$10.1.15$ An electron rotates in an orbit of radius $R$ around a proton. How will the frequency of rotation of an electron in the same orbit change if the system is placed in a weak magnetic field of induction $B$, directed along the axis of rotation?

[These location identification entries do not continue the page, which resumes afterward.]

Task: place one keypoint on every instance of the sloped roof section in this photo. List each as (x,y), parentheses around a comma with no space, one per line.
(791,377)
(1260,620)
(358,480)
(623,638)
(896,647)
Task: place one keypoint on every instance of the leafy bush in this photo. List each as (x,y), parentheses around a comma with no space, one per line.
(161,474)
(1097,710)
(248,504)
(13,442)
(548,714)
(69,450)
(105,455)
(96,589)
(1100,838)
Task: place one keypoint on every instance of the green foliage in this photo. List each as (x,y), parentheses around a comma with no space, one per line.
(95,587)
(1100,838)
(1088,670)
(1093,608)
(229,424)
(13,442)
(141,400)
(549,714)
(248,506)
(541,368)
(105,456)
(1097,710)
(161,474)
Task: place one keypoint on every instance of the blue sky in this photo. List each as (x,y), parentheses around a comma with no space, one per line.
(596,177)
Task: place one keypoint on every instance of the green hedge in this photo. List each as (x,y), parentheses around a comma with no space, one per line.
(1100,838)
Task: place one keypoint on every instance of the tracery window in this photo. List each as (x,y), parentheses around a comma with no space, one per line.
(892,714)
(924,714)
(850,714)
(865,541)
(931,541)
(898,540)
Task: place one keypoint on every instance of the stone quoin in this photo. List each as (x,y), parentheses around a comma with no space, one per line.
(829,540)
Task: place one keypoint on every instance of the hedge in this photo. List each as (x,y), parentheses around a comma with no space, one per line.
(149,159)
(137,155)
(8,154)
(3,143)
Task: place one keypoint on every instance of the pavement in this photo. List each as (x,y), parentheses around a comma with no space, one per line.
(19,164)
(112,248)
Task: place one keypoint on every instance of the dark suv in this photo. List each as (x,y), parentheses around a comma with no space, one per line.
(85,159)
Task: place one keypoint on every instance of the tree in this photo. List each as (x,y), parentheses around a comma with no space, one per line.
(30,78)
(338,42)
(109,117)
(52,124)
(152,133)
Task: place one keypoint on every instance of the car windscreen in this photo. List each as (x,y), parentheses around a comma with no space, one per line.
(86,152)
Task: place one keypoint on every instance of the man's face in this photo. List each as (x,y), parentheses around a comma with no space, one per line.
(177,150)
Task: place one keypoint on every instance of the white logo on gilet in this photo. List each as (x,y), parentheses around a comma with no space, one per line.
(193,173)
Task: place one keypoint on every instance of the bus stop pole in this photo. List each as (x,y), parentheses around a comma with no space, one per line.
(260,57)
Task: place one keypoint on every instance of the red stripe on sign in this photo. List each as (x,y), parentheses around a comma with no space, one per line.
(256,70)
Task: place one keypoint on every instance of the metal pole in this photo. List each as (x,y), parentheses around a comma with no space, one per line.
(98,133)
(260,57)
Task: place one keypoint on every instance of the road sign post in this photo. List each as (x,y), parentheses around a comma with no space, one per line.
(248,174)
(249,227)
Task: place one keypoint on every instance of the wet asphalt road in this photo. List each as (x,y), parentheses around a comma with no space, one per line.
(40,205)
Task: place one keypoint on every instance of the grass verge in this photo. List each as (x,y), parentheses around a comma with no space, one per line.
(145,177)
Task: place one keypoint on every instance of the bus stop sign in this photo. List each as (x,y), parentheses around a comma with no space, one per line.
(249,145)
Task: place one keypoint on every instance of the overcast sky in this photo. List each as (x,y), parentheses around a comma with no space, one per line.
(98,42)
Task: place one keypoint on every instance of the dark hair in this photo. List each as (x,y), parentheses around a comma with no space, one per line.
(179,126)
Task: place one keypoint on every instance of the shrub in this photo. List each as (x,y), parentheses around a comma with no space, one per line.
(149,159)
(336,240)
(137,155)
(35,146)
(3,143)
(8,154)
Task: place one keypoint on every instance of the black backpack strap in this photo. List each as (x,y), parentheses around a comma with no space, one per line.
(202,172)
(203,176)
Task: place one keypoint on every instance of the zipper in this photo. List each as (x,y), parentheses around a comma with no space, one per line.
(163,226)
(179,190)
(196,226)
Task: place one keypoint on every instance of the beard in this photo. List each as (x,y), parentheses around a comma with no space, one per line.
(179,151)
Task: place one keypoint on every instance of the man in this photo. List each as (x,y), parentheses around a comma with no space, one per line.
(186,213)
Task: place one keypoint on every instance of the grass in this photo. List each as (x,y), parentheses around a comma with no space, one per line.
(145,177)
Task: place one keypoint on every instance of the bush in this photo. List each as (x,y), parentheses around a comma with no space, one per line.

Without magnetic field, electrical force is equivalent to centripetal force: $$m_e\frac{{v_0}^2}{R} = \frac{e^2}{4\pi\varepsilon_0 R^2}$$ and cosnidering that $\omega_0 = v_0 R$, $${\omega_0}^2 = \frac{e^2}{4\pi\varepsilon_0 m_e R^3} \quad(1)$$ If magnetic force is bigger than electric one, electron abandons the system, so $$\frac{e^2}{4\pi\varepsilon_0 R^2}-evB = m_e\frac{v^2}{R}$$ where $v = \omega R$, then $$\omega^2 = \frac{e^2}{4\pi\varepsilon_0 m_e R^3} - \frac{e\omega B}{m_e}$$ Taking in account (1), $$\omega^2 + \frac{e\omega B}{m_e} - {\omega_0}^2 = 0$$ Applying the general formula of solution for quadratic equations, and considering $\omega > 0$ $$\omega = -\frac{eB}{2m_e} + \sqrt{\frac{e^2B^2}{4{m_e}^2}+{\omega_0}^2}$$ Now, it's time to check the orders of each magnitude. Let's see the terms under square root. Let's consider $e \approx 10^{-19} {\rm{C}}$, $B \approx 10^{-6} T$ (due to problem refers to weak magnetic field, we take in account the order of Earth's magnetic field from Problem 10.1.2), $m_e \approx 10^{-31} {\rm{kg}}$ and $R \approx 10^{-10} {\rm{m}}$ (in the order of Å). Hence, $${\omega_0}^2 = 10^{32} {\rm{s^{-2}}}$$ and $$\frac{e^2B^2}{4{m_e}^2} \approx 10^{28} {\rm{s^{-2}}}$$ For that, $${\omega_0}^2 >> \frac{e^2B^2}{4{m_e}^2}$$ by four orders. Finally,
$$\omega\approx \omega_0 - \frac{eB}{2m_e}$$
Note that $\omega_0$ is just two orders greater than $\frac{eB}{2m_e}$.